The Secretary contends that any reliance upon Dr. Goldberg's report was inconsequential because there was sufficient evidence, exclusive of his report, to support the conclusion that Demenech had experienced a medical improvement related to his ability to work. The Secretary's own arguments, however, belie this contention. While arguing in his brief that substantial evidence exists to support the ALJ's decision to terminate benefits, the Secretary refers to Dr. Goldberg's report no fewer than eleven times. We therefore conclude that Dr. Goldberg's report was crucial to the ALJ's determination and that the ALJ should have allowed Demenech to depose and cross-examine Dr. Goldberg before rendering a decision.

13

The Secretary also argues that Demenech's due process rights were not violated because he was afforded the opportunity to object to Dr. Goldberg's report by way of affidavit. The Secretary contends, therefore, that written objections or the submission of additional evidence was sufficient to ensure a full and fair hearing for Demenech. We do not agree. We hold, consistent with Cowart, that where the ALJ substantially relies upon a post-hearing medical report that directly contradicts the medical evidence that supports the claimant's contentions, cross-examination is of extraordinary utility. See Wallace v. Bowen, 869 F.2d 187, 192 (3rd Cir.1989). Cross-examination of Dr. Goldberg could reveal the sensitivity and credibility of the tests he employed to arrive at his conclusions; it could expose the evidence he considered or failed to consider, and it could establish the certainty with which he holds his opinion that Demenech is no longer disabled. Given the ALJ's level of reliance upon Dr.

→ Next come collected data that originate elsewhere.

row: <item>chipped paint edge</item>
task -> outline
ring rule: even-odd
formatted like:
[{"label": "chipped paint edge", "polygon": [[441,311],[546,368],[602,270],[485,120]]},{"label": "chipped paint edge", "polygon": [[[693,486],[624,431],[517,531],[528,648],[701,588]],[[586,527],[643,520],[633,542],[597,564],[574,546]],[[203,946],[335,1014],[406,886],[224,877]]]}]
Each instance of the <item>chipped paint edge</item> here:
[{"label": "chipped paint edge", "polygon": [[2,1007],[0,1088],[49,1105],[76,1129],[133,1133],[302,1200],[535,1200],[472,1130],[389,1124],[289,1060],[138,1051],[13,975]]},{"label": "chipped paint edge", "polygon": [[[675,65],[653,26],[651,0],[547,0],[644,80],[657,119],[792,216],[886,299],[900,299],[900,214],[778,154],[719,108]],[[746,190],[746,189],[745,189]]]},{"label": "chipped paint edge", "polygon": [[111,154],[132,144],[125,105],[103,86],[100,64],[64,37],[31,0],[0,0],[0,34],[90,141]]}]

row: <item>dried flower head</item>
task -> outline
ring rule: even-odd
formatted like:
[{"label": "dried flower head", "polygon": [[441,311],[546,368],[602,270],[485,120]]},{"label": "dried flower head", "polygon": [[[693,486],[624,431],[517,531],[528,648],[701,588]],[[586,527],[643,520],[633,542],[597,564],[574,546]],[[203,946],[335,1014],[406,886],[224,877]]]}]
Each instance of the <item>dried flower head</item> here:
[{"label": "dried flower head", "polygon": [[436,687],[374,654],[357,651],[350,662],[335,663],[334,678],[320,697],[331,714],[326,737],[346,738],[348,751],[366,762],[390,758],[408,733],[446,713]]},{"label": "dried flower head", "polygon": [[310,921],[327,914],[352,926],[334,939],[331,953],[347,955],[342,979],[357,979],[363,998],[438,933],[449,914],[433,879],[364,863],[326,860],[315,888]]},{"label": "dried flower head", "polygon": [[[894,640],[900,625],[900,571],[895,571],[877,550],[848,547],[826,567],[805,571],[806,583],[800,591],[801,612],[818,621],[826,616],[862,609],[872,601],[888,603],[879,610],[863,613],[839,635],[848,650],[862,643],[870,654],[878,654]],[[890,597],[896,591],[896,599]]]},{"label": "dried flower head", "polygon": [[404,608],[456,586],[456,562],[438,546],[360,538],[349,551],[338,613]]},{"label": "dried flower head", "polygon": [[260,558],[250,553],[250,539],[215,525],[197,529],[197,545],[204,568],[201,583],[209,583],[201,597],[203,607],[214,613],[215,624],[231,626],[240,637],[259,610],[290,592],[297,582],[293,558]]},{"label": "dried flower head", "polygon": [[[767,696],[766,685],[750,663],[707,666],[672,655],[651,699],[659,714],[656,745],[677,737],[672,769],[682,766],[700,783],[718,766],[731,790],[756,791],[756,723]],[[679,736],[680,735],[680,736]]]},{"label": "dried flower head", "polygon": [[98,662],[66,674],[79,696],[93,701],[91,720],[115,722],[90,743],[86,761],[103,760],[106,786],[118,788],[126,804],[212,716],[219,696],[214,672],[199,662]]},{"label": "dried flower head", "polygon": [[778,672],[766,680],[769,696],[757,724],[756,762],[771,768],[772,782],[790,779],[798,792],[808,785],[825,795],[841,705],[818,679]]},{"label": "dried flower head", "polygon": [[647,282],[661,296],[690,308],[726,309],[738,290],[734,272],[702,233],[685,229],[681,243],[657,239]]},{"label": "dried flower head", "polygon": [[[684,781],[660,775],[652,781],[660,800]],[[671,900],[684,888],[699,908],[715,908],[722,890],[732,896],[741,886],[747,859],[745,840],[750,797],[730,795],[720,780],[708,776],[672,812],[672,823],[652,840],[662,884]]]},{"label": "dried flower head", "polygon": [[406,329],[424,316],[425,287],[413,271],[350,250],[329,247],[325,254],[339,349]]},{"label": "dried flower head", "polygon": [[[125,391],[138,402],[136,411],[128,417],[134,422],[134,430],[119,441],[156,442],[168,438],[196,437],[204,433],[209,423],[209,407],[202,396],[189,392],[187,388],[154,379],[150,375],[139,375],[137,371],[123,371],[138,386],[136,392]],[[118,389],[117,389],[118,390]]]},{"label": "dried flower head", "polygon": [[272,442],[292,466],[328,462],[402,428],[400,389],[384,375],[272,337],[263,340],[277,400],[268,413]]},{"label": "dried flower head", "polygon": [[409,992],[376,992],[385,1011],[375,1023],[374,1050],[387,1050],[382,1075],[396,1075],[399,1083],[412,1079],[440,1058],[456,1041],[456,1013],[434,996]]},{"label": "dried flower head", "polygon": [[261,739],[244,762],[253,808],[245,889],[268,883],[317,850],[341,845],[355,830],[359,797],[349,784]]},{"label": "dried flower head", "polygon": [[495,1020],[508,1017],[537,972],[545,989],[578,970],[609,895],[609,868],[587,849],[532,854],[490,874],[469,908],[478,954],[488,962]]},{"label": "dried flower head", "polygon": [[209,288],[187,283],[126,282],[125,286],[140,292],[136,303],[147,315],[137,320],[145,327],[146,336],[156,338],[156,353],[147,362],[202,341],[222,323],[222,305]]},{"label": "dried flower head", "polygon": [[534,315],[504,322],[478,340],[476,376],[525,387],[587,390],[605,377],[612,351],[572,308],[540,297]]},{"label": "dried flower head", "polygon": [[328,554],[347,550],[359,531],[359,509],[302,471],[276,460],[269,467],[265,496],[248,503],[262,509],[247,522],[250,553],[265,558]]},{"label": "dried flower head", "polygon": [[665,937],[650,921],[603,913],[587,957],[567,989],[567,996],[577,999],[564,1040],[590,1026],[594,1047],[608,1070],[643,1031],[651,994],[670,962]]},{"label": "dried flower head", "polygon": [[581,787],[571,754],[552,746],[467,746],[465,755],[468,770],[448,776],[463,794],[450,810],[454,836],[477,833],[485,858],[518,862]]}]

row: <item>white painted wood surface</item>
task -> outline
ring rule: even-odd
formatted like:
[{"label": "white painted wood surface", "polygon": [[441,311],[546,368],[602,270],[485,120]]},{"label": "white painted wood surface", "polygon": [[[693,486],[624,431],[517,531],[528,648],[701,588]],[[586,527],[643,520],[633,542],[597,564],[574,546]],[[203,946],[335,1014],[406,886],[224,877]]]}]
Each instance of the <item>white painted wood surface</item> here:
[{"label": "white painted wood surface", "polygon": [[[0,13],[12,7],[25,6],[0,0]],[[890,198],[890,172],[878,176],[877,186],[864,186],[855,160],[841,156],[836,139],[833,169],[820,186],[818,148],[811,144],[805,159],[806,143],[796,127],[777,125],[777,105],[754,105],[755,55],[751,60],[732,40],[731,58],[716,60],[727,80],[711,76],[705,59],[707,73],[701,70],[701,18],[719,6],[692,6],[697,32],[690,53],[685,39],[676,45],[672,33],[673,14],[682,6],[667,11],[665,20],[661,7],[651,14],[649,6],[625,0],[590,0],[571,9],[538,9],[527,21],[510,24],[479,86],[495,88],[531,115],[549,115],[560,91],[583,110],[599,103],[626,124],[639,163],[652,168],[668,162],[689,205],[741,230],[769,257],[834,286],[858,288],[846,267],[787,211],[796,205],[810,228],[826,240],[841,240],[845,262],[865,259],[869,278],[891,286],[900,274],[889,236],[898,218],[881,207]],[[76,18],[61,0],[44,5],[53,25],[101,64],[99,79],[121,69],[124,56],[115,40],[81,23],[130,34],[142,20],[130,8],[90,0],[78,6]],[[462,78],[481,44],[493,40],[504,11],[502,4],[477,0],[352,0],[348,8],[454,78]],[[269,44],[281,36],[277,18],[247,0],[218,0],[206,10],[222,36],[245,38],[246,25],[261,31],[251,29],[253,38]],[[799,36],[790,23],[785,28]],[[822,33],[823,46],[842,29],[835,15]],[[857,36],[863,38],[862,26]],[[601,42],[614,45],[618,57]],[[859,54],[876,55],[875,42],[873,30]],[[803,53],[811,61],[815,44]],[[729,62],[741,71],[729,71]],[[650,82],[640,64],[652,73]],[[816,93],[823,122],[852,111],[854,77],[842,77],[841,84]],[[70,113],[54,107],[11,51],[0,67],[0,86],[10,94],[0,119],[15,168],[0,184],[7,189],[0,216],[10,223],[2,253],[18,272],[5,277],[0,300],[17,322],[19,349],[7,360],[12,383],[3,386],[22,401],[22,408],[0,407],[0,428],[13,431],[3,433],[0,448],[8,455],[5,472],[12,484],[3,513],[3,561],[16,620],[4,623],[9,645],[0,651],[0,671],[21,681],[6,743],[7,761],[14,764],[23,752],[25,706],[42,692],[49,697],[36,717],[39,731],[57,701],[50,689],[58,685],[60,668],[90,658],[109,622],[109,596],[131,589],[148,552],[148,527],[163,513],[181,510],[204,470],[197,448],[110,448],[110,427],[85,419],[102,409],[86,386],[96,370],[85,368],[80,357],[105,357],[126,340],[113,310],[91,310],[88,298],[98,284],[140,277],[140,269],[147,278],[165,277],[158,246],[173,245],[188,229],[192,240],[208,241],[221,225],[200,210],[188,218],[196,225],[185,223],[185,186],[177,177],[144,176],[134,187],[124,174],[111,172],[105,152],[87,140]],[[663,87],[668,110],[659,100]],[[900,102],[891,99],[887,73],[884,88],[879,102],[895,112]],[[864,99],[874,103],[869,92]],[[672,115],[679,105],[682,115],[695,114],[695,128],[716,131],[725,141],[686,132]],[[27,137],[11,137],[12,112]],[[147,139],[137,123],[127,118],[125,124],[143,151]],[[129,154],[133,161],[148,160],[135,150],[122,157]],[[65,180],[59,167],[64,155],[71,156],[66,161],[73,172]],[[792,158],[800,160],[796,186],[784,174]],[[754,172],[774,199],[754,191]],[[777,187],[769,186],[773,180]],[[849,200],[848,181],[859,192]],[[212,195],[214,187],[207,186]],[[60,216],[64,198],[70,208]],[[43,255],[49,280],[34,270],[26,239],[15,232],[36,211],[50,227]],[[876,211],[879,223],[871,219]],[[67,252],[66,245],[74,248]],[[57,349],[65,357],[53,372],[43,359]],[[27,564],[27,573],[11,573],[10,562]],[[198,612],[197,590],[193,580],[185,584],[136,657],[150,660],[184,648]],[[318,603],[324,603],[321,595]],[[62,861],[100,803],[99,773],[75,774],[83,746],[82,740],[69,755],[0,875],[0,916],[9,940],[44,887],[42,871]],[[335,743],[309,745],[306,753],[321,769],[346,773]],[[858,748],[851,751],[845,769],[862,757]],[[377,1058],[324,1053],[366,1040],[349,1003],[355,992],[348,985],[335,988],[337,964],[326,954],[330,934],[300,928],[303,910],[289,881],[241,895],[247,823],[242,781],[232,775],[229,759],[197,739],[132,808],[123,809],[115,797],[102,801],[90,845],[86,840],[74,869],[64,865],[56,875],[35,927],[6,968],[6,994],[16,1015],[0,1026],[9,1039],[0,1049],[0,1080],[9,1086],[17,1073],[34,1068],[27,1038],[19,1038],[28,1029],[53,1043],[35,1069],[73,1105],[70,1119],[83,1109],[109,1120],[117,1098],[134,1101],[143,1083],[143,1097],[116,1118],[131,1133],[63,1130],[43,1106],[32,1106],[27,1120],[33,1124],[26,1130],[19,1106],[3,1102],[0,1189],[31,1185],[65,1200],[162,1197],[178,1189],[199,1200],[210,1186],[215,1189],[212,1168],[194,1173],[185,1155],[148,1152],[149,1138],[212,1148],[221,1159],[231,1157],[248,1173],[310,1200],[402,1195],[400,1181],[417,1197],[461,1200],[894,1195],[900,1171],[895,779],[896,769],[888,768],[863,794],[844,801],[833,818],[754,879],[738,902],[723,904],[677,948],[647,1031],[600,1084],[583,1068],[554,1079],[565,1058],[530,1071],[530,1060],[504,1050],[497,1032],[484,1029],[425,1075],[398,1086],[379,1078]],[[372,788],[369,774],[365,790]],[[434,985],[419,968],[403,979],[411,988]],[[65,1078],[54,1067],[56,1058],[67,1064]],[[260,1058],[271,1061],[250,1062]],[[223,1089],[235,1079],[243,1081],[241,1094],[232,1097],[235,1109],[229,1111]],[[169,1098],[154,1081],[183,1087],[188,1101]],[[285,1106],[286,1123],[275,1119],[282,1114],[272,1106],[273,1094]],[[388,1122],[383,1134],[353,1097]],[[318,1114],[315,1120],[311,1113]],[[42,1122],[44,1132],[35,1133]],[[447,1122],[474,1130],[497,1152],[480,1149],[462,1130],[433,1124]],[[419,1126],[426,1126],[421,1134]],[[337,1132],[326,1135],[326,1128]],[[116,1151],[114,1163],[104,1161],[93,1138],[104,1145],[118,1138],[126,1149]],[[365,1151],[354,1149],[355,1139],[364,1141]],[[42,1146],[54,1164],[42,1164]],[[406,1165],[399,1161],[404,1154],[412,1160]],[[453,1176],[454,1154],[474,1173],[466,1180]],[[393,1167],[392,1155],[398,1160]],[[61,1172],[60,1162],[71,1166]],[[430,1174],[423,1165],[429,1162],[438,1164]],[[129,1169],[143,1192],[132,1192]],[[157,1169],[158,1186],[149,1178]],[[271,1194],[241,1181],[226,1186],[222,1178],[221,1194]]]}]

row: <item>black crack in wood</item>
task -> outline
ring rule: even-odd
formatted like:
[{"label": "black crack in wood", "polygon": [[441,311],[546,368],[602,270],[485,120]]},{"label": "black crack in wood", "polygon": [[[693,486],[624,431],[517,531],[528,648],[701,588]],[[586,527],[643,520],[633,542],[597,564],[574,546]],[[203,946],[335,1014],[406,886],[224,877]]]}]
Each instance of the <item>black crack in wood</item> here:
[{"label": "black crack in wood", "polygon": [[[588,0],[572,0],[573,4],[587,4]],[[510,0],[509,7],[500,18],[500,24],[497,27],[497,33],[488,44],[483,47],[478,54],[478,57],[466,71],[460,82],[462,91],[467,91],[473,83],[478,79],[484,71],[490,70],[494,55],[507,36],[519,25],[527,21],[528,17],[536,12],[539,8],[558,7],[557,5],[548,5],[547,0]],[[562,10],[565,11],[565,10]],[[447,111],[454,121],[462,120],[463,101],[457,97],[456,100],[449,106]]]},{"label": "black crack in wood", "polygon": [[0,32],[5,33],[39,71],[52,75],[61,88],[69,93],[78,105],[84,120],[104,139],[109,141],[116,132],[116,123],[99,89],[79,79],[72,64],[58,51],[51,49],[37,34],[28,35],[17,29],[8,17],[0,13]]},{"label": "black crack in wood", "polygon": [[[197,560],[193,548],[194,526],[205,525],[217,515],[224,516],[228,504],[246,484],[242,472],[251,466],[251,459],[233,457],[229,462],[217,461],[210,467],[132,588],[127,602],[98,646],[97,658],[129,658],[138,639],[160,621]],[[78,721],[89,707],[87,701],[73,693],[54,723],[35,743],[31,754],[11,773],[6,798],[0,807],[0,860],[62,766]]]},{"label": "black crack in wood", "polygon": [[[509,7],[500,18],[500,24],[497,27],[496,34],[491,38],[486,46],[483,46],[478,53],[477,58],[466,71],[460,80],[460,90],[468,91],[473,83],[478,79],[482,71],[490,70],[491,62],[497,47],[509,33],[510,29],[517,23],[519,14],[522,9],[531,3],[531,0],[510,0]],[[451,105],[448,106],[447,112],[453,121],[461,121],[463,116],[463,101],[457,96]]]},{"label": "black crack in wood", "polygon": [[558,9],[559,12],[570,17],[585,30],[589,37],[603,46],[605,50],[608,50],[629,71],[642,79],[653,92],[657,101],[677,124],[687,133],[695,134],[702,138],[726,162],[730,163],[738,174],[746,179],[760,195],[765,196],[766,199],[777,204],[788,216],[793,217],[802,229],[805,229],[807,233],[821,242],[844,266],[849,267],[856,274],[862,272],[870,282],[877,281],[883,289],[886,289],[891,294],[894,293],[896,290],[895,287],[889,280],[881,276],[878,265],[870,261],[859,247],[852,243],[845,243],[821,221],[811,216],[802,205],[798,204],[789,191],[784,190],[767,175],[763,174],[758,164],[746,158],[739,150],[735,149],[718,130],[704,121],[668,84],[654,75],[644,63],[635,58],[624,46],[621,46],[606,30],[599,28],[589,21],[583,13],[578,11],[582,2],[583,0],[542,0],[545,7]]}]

Goldberg's report, and the fact that it contradicted all the other medical evidence in the case, the ALJ should have permitted Demenech to cross-examine Dr. Goldberg, and his failure to do so constituted an abuse of discretion.

14

Accordingly, we VACATE the district court's judgment and REMAND with instructions that the case be returned to the Secretary for further proceedings consistent with this opinion.

1

Demenech did object to some of Dr. Goldberg's observations by way of affidavit. However, he was denied the opportunity to depose and cross-examine Dr. Goldberg

2

Before disability benefits can be terminated, there must be a determination that medical improvement has occurred and that the improvement is related to the claimant's ability to do his prior work. 20 C.F.R. Sec. 404.1594(a) (1988)

3

5 U.S.C. Sec. 556(a) states that cross-examination of a witness "may be required for a full and true disclosure of the facts."